Two-Spotted Spider Mites
It seems that spider mite infestations in cotton fields are higher than normal this year. After conversations with Dr. Phillip Roberts, he agreed and said it is a widespread occurrence. Although there may be mites in most fields, to my knowledge, we have only treated a handful of fields. Treatment should be triggered when 50% of plants are symptomatic and populations are growing. Part of the reason we are seeing high numbers is likely due to the number of fields treated for plant bugs this year. Many of the insecticides we used for plant bug control also took a toll on our beneficial insects. As we know, many of our beneficial insects in cotton are natural predators of spider mites. So as a result, spider mite infestations are especially evident in plant bug-treated fields.
We have not had to worry about corn earworm in cotton since the release of Bollgard cotton back in the 90s, which only had one Bt gene. We now have cotton with 3 Bt genes, which include the same gene that was originally in Bollgard. Over time, resistance develops, and we now have evidence to concur that the initial Bt gene provides very little control of corn earworm.

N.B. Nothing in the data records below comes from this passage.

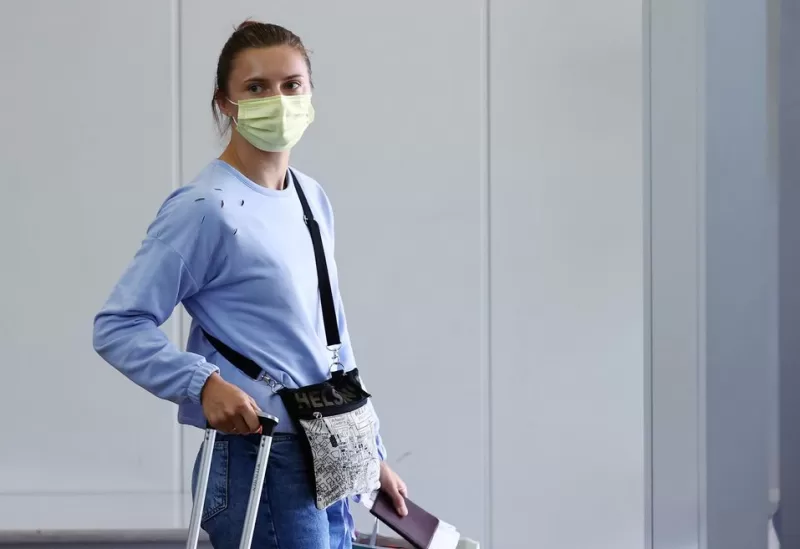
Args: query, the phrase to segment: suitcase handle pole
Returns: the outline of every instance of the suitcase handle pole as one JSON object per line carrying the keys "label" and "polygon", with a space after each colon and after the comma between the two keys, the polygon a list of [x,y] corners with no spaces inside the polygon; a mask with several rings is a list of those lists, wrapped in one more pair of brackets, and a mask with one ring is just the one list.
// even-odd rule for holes
{"label": "suitcase handle pole", "polygon": [[189,520],[189,538],[186,540],[186,549],[197,549],[197,540],[200,537],[200,520],[203,517],[203,505],[205,504],[205,494],[208,489],[208,475],[211,472],[211,456],[214,453],[214,442],[217,438],[217,431],[211,427],[206,428],[203,438],[203,453],[200,455],[200,470],[197,477],[197,490],[194,505],[192,506],[192,518]]}
{"label": "suitcase handle pole", "polygon": [[278,418],[268,414],[259,414],[258,422],[261,424],[261,441],[258,445],[256,468],[253,471],[253,482],[250,485],[250,499],[247,502],[239,549],[250,549],[250,545],[253,543],[253,532],[256,529],[256,518],[258,518],[258,505],[261,503],[264,476],[267,473],[267,461],[269,461],[269,451],[272,448],[272,434],[278,425]]}
{"label": "suitcase handle pole", "polygon": [[[239,544],[241,549],[250,549],[250,545],[253,542],[253,532],[255,531],[256,518],[258,517],[258,504],[261,501],[261,493],[264,489],[264,476],[267,472],[267,461],[272,447],[272,435],[275,432],[275,427],[278,426],[278,418],[259,412],[258,423],[261,425],[261,440],[258,446],[256,468],[253,472],[253,483],[250,487],[250,499],[247,503],[242,539]],[[200,454],[197,489],[192,505],[192,517],[189,520],[189,537],[186,541],[186,549],[197,549],[197,543],[200,538],[200,523],[203,518],[203,507],[205,505],[206,491],[208,490],[208,477],[211,474],[211,458],[214,454],[216,438],[216,429],[206,423],[203,451]]]}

That being said, 3 gene Bt cottons still provide excellent control of corn earworm, but most of that can be attributed to the addition of the third Bt gene. The point is, resistance will develop to this gene as well, and we need to be scouting our fields for occasional slips as you see in the pictures below. There was a field of 3 gene Bt cotton in Georgia last year that had to be treated for corn earworm. These cottons are not immune. I am not sounding the alarm by any means, but I want it to be understood that we need to be aware and scouting our fields.
Target Spot and Areolate Mildew
The first target spot and areolate mildew was found this week in cotton in Bleckley County. Dr. Bob Kemerait had the following to say about the two diseases:
Cole Moon in Bleckley County has found target spot on cotton AND our first report of areolate mildew. Target spot can be and IS a problem many times when it occurs early enough in the season (somewhere around the 3rd week of bloom). AREOLATE MILDEW is ALWAYS are problem when it occurs in a cotton field in Georgia with more than a month to go prior to defoliation AND otherwise good yield potential. I believe in La Nina and El Nino and that a changing climate is going to mess up our crop production in GA. UGA on-farm research tells us that well-timed fungicide applications (Priaxor, Miravis Top, Headline, azoxystrobin) will make you yield and money. I am not saying every cotton grower needs to spray for areolate mildew. I am saying, based upon what Cole in Bleckley Co found yesterday, the areolate mildew genie is out of the bottle in Georgia and we need to be prepared.
There are many fields in our county that will need to be treated this year for these foliar diseases. I hope to start researching this topic next year in some on-farm trials to look at different fungicides and the timing of application in the efficacy of control of these diseases.